There were four Findings in the Report of which the City was required to respond to
Findings 2, 3 and 4 and there were four Recommendations. The City was required to
respond to Recommendations 2, 3, and 4.
The three Findings stated that the City was not setting aside funds in an irrevocable
trust to fund future retiree health benefit liabilities; the City did not contribute the full
100% of the Annual Required Contribution (ARC) in FY 2012-13; and the City is not
disclosing the retiree health benefits as part of employee compensation per GAAP
(Generally Accepted Accounting Principles). The three Recommendations include
funding an irrevocable trust for retiree health benefits; recognizing the full amount of
their ARC as expense in the current period; and recognizing retiree health care benefits
in employee compensation in conformity with GAAP.
The City's detailed responses to the three Findings and three Recommendations are
presented in the letter to the Grand Jury (Attachment 5). The City partially agrees with
Finding 2 and 3. The City agrees that it may be prudent to contribute to an irrevocable
trust for future retirement health benefits, but concludes that there are other sensible
strategies to ensure the ability to pay these health costs in the future, and it did not
contribute 100% of its ARC, however, the ARC is an actuarial term and the City is only
required to book the ARC for financial reporting purposes. There is no GASB
requirement to pay the ARC. The City disagrees with Finding 4 because there is no
requirement per GAAP standards to disclose retiree health benefits as part of employee
compensation. The City reports the aggregate cost of the benefits annually and
publicly, including on the City's website.
The City's response to Recommendations 2, 3 and 4 was that future analysis was
needed. The funding of an irrevocable trust and paying the ARC in full annually will take
further analysis by the City as the City does budget the funding of the annual costs of
the retiree health benefits and through the budgeting process contends with many
competing high priority matters. To implement Recommendation 4, which is not
Response to June 29, 2015 Orange County Grand Jury Reports
August 18, 2015
Page 6
required by GAAP, and the City is recognizing retiree health care benefits in conformity
with GASB in its Comprehensive Annual Financial Report, there is significant expense
in creating the information on a position -by -position basis.
Mello -Roos
The Grand Jury's Report, Mello -Roos: Perpetual Debt Accumulation and Tax
Assessment Obligation (Report) (Attachment 6) was completed because of the Grand
Jury's reasoning that it is important that property owners in Orange County become
aware of the implications of the Mellos Roos Act and that most Orange County
residents located within a Community Facilities District (CFD) do not understand how
funds are spent and the purpose of the CFD.
The Report had three Findings stating there is a lack of transparency to homeowners
relative to how CFD funds are being used; there is no proper oversight and auditing of
CFDs; and there is a mechanism available to controlling entities to extend debt
obligations and thereby extend the CFD special tax in perpetuity.

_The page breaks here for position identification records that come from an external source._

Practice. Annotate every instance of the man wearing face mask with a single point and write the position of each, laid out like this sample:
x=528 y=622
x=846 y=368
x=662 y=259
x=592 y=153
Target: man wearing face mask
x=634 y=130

The Report's
Recommendations are that each local agency establish an oversight committee and an
audit committee to provide for independent and transparent view of how CFD funds are
being spent, and that the audit report should be posted on the agency's website.

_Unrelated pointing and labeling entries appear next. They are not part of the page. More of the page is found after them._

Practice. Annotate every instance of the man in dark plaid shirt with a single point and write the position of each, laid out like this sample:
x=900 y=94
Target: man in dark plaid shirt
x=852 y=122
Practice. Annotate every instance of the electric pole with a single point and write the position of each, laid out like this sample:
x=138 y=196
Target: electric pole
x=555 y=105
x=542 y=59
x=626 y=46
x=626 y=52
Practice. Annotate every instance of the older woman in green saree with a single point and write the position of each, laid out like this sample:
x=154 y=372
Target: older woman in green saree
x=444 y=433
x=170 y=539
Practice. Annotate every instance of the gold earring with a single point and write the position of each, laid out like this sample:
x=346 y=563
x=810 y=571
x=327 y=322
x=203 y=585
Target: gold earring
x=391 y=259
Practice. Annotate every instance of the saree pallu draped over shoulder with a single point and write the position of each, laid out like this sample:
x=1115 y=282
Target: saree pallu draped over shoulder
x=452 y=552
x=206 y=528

The City's detailed responses to the three Findings and two Recommendations are
presented in the letter to the Grand Jury (Attachment 7). The City disagrees with all
three Findings. There is no lack of .transparency as all documents prepared are
approved by the City Council at a publicly held meeting. Those documents establish the
CFD; set limits on debt; and communicate what projects are funded. Annual budgets
with City Council approval regarding how CFD funds will be spent are presented in a
public meeting and posted on the City's website. There is appropriate oversight and
auditing of CFDs and expenditures through the budget process, which requires City
Council approval held in a public meeting, and CFD bond proceeds are held with a
fiscal agent whose fiduciary responsibility is to review all expenditures to ensure they
are appropriate in relation to the bond documents before the bond proceeds can be
released. Also the City conducts an annual audit by independent certified public
accountants that includes the CFD funds. When CFDs are formed decisions are made
as to how much can be bonded and whether more debt can be issued after the original
debt is paid off, so there is not a mechanism available to controlling entities to extend
debt into perpetuity.
The City is partially completing the Recommendation of the creation of an oversight
committee and an audit committee. The City has an Audit Commission that will be
provided annual information regarding how CFD funds are spent in addition to the
annual budget and annual audit. The creation of an oversight committee for the same
purpose would be an unnecessarily redundant use of time and limited resources. The
Response to June 29, 2015 Orange County Grand Jury Reports
August 18, 2015
Page 7
City posts its annual audit reports, which include the CFD funds, on its website,
implementing the Recommendation of the audit report being posted on a website.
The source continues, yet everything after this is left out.